アタシはその事をこの2年間で嫌と言うほど分かっていたはずだ。
「低ランクの癖に粋がってんじゃねぇよ。 まぁ、後方支援ならって考えたんだがごめんなぁ やっぱり空きはねぇわ」
「かわいそうだって、ラル」
パーティーの男女が格下を見る目でアタシを笑う。
女の一人は去り際にさりげなく、かき上げられた髪から見えたイヤリングから、冒険者の証が見える。
不快だが言っている事は間違っていないと嚥下を下げ、アタシはその場から離れ、食堂でタバコを吸う事にした。
いつもならこんな事でイライラする事は無いが、今日に限ってはなかなか納まる事が無かった。
コーヒーも3杯目に突入し、新しいタバコに火をつけた時、受付の方から怒号が聞こえ、辺りが騒がしくなる。

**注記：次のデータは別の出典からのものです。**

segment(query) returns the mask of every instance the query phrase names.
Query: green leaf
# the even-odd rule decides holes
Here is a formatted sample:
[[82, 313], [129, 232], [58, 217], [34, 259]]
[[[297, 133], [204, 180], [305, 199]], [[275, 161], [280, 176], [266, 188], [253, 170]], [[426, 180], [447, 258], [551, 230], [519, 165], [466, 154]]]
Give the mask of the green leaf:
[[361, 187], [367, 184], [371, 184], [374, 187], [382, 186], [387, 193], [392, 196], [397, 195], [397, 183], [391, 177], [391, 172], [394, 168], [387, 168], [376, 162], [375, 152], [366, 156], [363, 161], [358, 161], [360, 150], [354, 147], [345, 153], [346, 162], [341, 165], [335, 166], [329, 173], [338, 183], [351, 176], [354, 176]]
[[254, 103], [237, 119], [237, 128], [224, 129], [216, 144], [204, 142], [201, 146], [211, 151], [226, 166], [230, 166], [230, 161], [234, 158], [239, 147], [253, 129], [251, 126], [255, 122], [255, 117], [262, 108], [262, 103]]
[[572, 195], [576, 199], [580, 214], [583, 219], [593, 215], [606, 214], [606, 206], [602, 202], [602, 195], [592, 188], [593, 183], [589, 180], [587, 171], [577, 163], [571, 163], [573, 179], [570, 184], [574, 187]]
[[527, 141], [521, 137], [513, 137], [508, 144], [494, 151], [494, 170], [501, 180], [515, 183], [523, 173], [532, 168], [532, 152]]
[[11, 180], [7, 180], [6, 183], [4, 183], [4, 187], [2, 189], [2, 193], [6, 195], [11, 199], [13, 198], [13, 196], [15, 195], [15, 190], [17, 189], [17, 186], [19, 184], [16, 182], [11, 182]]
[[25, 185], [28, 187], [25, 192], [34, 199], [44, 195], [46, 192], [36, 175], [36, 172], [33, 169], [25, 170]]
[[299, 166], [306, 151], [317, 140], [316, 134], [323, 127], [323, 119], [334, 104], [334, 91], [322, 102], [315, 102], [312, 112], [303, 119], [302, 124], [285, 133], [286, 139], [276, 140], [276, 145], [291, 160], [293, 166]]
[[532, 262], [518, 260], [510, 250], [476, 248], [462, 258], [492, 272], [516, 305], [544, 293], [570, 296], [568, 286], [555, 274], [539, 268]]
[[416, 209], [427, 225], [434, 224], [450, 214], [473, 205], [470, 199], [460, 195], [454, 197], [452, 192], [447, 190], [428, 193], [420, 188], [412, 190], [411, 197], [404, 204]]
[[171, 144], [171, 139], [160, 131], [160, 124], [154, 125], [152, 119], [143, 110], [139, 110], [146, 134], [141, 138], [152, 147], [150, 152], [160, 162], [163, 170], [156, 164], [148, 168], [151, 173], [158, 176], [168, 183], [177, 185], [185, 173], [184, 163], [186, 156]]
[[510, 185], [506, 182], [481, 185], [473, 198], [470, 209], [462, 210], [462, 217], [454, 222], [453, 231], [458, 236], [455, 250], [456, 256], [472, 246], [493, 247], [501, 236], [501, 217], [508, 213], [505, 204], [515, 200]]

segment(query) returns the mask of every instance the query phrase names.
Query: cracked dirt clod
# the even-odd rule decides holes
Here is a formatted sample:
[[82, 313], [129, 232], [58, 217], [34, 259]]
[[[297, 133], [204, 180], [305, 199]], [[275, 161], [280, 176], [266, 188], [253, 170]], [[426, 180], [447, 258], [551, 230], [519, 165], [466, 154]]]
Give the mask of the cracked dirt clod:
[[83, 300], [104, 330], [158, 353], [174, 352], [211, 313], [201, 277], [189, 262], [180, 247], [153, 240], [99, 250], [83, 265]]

怒号の方に目を向けると、さっきの受付の男が冒険者達に詰め寄られている様子が見えた。
受付の顔をヘラつかせ、対応する態度に苛立ったんだろうと眺める。
「どぉ言う事だ。 トロールの討伐ぐらい俺達にだって――」
「低能な受付の君に教えておいてあげよう。 確かに僕たちは他国から此方に来たばかりだがランクに関しては問題ないはずなんだけど?」
「で、でもこちらの依頼が」
「そんな金にならない依頼は雑魚にでも任せて、このトロールの討伐の依頼を――」
グラウに聞いた話、ギルドの依頼にも色々あって特に貧困者からの依頼が問題視されている。
金のない貧困者は教会などを通じて依頼される事が多い。
それ故に報酬が少なく、僅かな賃金が国より支払われるのが殆ど。
事と次第で自体が悪化した事で国が賃金を上乗せする形でやっとその重い腰を上げる冒険者や人によっては受付職員と冒険者が結託してワザと隠して値段が上がるのを待つような事もあるらしい。
武功を挙げれば、国からのスカウトや直接の依頼を目指す冒険者には、低賃金の依頼なんてやりたくない事は明白だった。